Pero no habían avanzado mucho en dirección al montículo cuando aquellos hombres, de común acuerdo, se pusieron en pie y arrojaron sobre los náufragos una lluvia de bien dirigidas flechas.

—¡Atrás, atrás! —gritó el lord—. ¡En nombre del cielo, guardaos de contestar!

—No —exclamó Greensheve, arrancándose una flecha que se le había clavado en la cota de cuero—. No estamos en situación de luchar, enteramente empapados, jadeantes como perros y medio helados; pero por el amor de nuestra vieja Inglaterra, ¿a santo de qué viene el disparar tan cruelmente contra sus propios paisanos hundidos en la desgracia?

—Nos toman por piratas franceses —contestó lord Foxham—. En estos turbulentos y degenerados tiempos, no podemos guardar nuestras propias costas, y nuestros antiguos enemigos, a quienes antaño perseguíamos por mar y tierra, piratean ahora por todas partes a su placer, robando, matando o incendiando. Es la pena y el baldón de este desventurado país.

Los hombres del montículo se quedaron al acecho, observándoles atentamente, mientras ellos se alejaban de la playa y se internaban en las desoladas colinas de arena.

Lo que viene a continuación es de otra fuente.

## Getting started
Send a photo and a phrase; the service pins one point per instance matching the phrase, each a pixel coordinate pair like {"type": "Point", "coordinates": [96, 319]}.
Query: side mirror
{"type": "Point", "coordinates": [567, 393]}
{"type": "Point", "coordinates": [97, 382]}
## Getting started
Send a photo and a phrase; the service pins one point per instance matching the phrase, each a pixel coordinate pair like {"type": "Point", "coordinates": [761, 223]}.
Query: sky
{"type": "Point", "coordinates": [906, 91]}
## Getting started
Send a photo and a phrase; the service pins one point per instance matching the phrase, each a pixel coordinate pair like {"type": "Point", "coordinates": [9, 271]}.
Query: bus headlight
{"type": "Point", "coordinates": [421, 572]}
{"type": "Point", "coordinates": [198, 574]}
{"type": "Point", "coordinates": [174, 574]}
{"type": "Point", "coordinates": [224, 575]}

Llegaron aun a seguirles de lejos durante una o dos millas, dispuestos a descargar otra nube de flechas sobre los cansados y deprimidos fugitivos a una señal; sólo cuando, al fin, llegaron a terreno firme de un camino real y comenzó Dick a formar a sus hombres en orden marcial, desaparecieron silenciosamente entre la nieve aquellos celosos guardianes de la costa de Inglaterra.

Ya habían logrado lo que se proponían: proteger sus casas y sus tierras, sus familias y sus ganados, y salvados ya sus intereses particulares, poco le importaba a ninguno de ellos que los franceses llevaran sangre y fuego a todas las demás parroquias del reino de Inglaterra.